東京都港区品川シーズンテラス18階に置かれた価値共創拠点で、リコーのExecutive Briefing Centerに位置付けられる。経営層を招いた対話、ワークショップ、プロトタイピングを通じて、AI導入の初期構想から実装計画までを共同で描く場として運営されている。
よくある質問
Q. 株式会社リコー AIサービス事業部 とはどんな会社ですか?
正式にはリコーデジタルサービスビジネスユニット内の「AIサービス事業本部」で、本部長は梅津良昭。1980年代から続くリコーのAI研究の流れを汲み、2023年3月に独自のLLMを公開した。生成AIプロダクト開発と企業への導入支援を一体で担う組織であり、東京都港区品川シーズンテラスの RICOH BIL TOKYO を拠点としている。
Q. 対応している業種は?
製造業、損害保険を含む金融、エネルギー、建設、ITサービスなど幅広い領域に対応する。図面・帳票・議事録といった非構造データの解析を得意とするため、設計図面や契約書類を扱う業務が多い業種との相性がよい。グループの顧客基盤は世界140万社とされ、エンタープライズ案件のほか北陸地域中小企業への支援実績も公表されている。
Q. 他社と比較した強みは?
公開情報の範囲では他社との直接比較は確認できない。一方で、自社製のマルチモーダルLLM/LMMを保有し、GPT-4o相当の性能を低消費電力で実現したと公表している点、Dify導入支援とオンプレLLMキットを組み合わせて「クラウドに出せないデータ」案件にも対応できる点、損保ジャパンとのGENIAC採択共創事例を持つ点は固有の特徴と言える。
Q. 費用感は?
公開情報の範囲では具体的な料金体系は明示されていない。RICOH デジタルバディ、Dify導入支援、オンプレLLMスターターキットいずれも、利用規模・データ量・要件に応じた個別見積もりとなる前提で案内されているため、リコー公式サイトの問い合わせフォームを経由した見積依頼が現実的な経路だ。
Q. 問い合わせ方法は?
リコー公式サイト(https://www.ricoh.co.jp)の各サービスページ、特に「仕事のAI」紹介ページ(https://www.ricoh.co.jp/products/concept/ai-for-work)から問い合わせ可能。経営層向けの対話を希望する場合は、東京都港区品川シーズンテラス18階の RICOH BUSINESS INNOVATION LOUNGE TOKYO 経由でのワークショップ相談ルートも案内されている。
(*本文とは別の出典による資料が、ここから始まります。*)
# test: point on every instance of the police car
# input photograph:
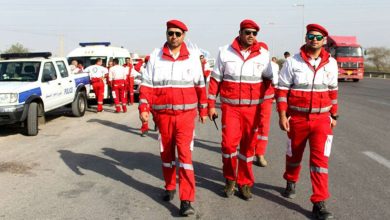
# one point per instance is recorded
(88, 52)
(32, 84)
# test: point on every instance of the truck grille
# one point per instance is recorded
(349, 65)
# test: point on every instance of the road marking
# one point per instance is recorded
(378, 158)
(379, 102)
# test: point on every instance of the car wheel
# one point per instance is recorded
(79, 105)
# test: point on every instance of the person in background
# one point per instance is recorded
(117, 77)
(97, 74)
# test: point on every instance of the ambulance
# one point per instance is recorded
(88, 52)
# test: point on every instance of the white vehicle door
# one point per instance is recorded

Q. IT 導入補助金 / ものづくり補助金 の認定支援機関ですか?
公開情報の範囲では認定支援機関としての登録有無は確認できない。ただしリコーグループは自治体や経済団体と連携した中小企業DX支援の実績を持ち、石川県産業DX推進セミナーへの講師派遣も行っている。補助金活用を前提とした個別相談については、リコー公式の問い合わせ窓口で最新状況を確認するのが確実だ。